Aplicar e remover maquilhagem é um processo que consome tempo quando se é rico a este ponto. "Têm de comparecer a almoços", diz Amanda. "Têm de comparecer a jantares. Vão a festas à noite e, se estas forem temáticas, os clientes não conseguem dar a eles próprios um look dos anos 70. Corriam o risco de aparecer com uma túnica e o cabelo apanhado atrás. A este nível, isso não pode acontecer." No que respeita a níveis de desregramento sem sentido, é difícil bater uma família real que tomou de assalto um hotel, em Marrocos, para umas férias.
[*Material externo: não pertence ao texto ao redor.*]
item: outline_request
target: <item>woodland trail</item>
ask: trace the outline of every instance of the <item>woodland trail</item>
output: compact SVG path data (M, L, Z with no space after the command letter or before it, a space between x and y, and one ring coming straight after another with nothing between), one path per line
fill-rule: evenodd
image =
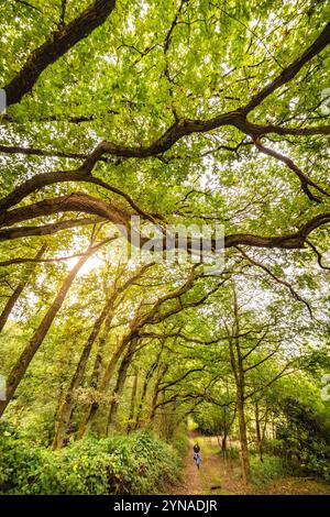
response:
M201 465L194 462L194 443L201 449ZM185 460L182 481L172 495L330 495L330 485L314 477L282 477L262 485L244 485L239 460L223 460L215 437L189 433L189 451Z

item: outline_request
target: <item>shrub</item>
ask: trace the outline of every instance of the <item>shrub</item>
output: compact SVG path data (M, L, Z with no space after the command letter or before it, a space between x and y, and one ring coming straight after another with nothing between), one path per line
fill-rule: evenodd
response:
M264 455L261 462L258 457L251 455L251 481L256 485L265 485L277 477L295 475L297 472L289 466L282 458Z
M2 494L154 494L178 471L176 451L146 431L87 438L59 452L0 435Z

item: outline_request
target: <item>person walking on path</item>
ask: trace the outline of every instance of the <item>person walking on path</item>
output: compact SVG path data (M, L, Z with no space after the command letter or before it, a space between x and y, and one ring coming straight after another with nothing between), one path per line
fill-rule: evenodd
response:
M197 469L199 470L199 465L200 465L200 447L199 447L198 442L196 442L195 446L194 446L194 460L196 462Z

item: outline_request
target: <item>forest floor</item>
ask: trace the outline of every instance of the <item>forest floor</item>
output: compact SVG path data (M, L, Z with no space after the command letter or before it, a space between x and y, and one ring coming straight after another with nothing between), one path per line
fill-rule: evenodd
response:
M244 485L239 460L223 460L217 439L198 436L201 465L194 462L193 446L196 435L189 435L189 451L185 460L182 481L170 491L173 495L307 495L330 494L330 484L314 477L278 477L262 486Z

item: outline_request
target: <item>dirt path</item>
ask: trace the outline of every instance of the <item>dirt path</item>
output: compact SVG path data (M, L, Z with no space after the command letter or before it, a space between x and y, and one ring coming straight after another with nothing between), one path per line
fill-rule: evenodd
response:
M219 454L215 453L213 448L208 443L209 439L197 438L201 449L201 465L199 471L194 461L193 447L196 437L189 436L189 452L187 454L182 475L182 483L175 486L175 495L224 495L228 492L222 487L221 469Z
M201 465L194 462L194 443L198 441ZM185 460L182 482L170 491L173 495L266 495L266 494L330 494L330 485L310 477L283 477L263 486L244 485L238 460L224 461L215 438L189 435L189 451Z

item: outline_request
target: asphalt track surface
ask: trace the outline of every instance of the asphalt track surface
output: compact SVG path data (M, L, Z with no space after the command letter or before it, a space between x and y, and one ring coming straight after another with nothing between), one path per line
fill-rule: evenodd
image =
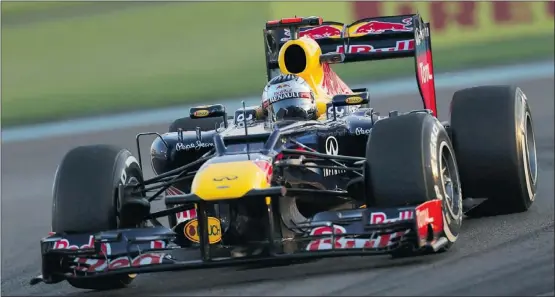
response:
M526 213L466 220L452 250L414 259L351 257L271 268L147 274L128 289L108 293L77 290L66 283L30 287L29 279L40 273L39 239L50 231L52 179L65 152L96 143L134 152L135 133L163 132L168 125L3 144L2 295L553 296L554 81L549 77L507 83L520 86L532 108L540 169L536 201ZM447 120L454 91L438 91L442 120ZM373 105L383 113L419 108L415 95L379 98ZM149 145L144 142L143 154Z

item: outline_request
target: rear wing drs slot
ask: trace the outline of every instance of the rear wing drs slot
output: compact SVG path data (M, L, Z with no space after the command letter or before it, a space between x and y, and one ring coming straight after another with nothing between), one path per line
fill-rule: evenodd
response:
M342 59L329 63L414 57L424 108L437 116L430 25L419 14L364 18L350 25L317 17L290 18L268 22L263 33L268 80L279 74L283 45L303 36L314 39L322 55L342 54Z

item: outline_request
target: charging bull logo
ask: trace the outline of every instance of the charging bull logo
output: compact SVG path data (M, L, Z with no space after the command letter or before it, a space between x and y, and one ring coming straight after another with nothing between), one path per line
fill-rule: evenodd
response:
M401 21L402 23L370 21L358 27L353 35L366 35L366 34L382 34L386 31L396 32L411 32L412 31L412 18L406 18Z
M289 29L284 31L285 38L281 41L287 41L291 38L291 32ZM312 39L322 39L322 38L340 38L341 37L341 27L332 25L322 25L311 28L302 28L299 31L300 37L310 37Z

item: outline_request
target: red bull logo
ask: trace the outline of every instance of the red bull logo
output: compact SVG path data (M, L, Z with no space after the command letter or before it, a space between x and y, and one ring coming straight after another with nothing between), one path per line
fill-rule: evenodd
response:
M285 36L287 37L287 38L284 38L286 40L288 40L291 37L291 32L288 29L285 29ZM312 39L339 38L341 37L341 29L332 25L322 25L322 26L311 27L311 28L302 28L299 31L299 38L303 36L307 36Z
M402 23L370 21L358 27L353 35L382 34L386 31L410 32L412 31L412 18L406 18Z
Um dos membros decidiu que queria fazer exercício físico num ginásio com um personal trainer. O hotel não dispunha de um nem de outro e, então, foi feita uma chamada para Charlie McCorry. Esta sugeriu que fosse encontrado um ginásio nas proximidades e que o fechassem para seu uso pessoal. Não, responderam-lhe. Que comprasse um equipamento de ginásio completo e que aparecesse com ele, no hotel, na terça-feira. O hotel foi persuadido a disponibilizar um salão que pudesse ser transformado num ginásio e a encomenda foi descarregada, em Marrocos, no primeiro dia do Ramadão. Nenhum dos funcionários da alfândega, as entidades que podiam desalfandegar a mercadoria, se encontrava no local de trabalho. Charlie McCorry telefonou para a embaixada da família real em questão, invocando alguns nomes sonantes e, por fim, os formulários necessários foram assinados. Quatro dias depois do telefonema que desencadeou toda esta situação, o ginásio estava pronto e o personal trainer preparado para desempenhar o seu trabalho, requisitado por um mês ao preço diário de cerca de mil euros. E quantas vezes a real personagem usou o ginásio? "Uma", diz McCorry. "Exercitou-se duas vezes, uma delas no ginásio, a outra numa caminhada e, no fim, disse: ‘Pode levar isso. Fique com o equipamento.’" Charlie encolhe os ombros e sorri. "Tudo isto é normal."

Extravagâncias de Beleza das celebridades

- Para o vídeo promocional de Mrs. Carter World Tour, Beyoncé pagou cerca de 750 euros pela manicura dourada realizada pela H&H. Mas não foi a manicura mais cara de que já ouvimos falar se tivermos em conta as unhas de diamantes negros, de 215 mil euros, que Kelly Osbourne exibiu na entrega de prémios Emmy de 2012.

- Jennifer Lopez é adepta do tratamento de rosto da Lancer Skincare à base de placenta humana que custa €855. Costuma fazê-lo duas vezes por semana.

- A cantora americana Jessica Simpson gasta um milhão de dólares por ano apenas em cuidados de beleza: inclui €850 por semana em tratamentos bronzeadores, a mesma quantia para extensões de pestanas e €1.700 em tratamentos para a celulite, €3800 vão ainda para o seu personal trainer e quase 200 mil euros por ano são gastos em cuidados de cabelo.

- Uma das aventuras de Beleza mais extravagantes que Kim Kardashian documentou nas redes sociais foi o Vampire Facial que consiste em extrair sangue do braço e reaplicá-lo no rosto. Custa €1300.

- Rihanna paga à sua hairstylist, Ursula Stephen, €1600 por dia para que esta esteja constantemente a reinventar o seu visual.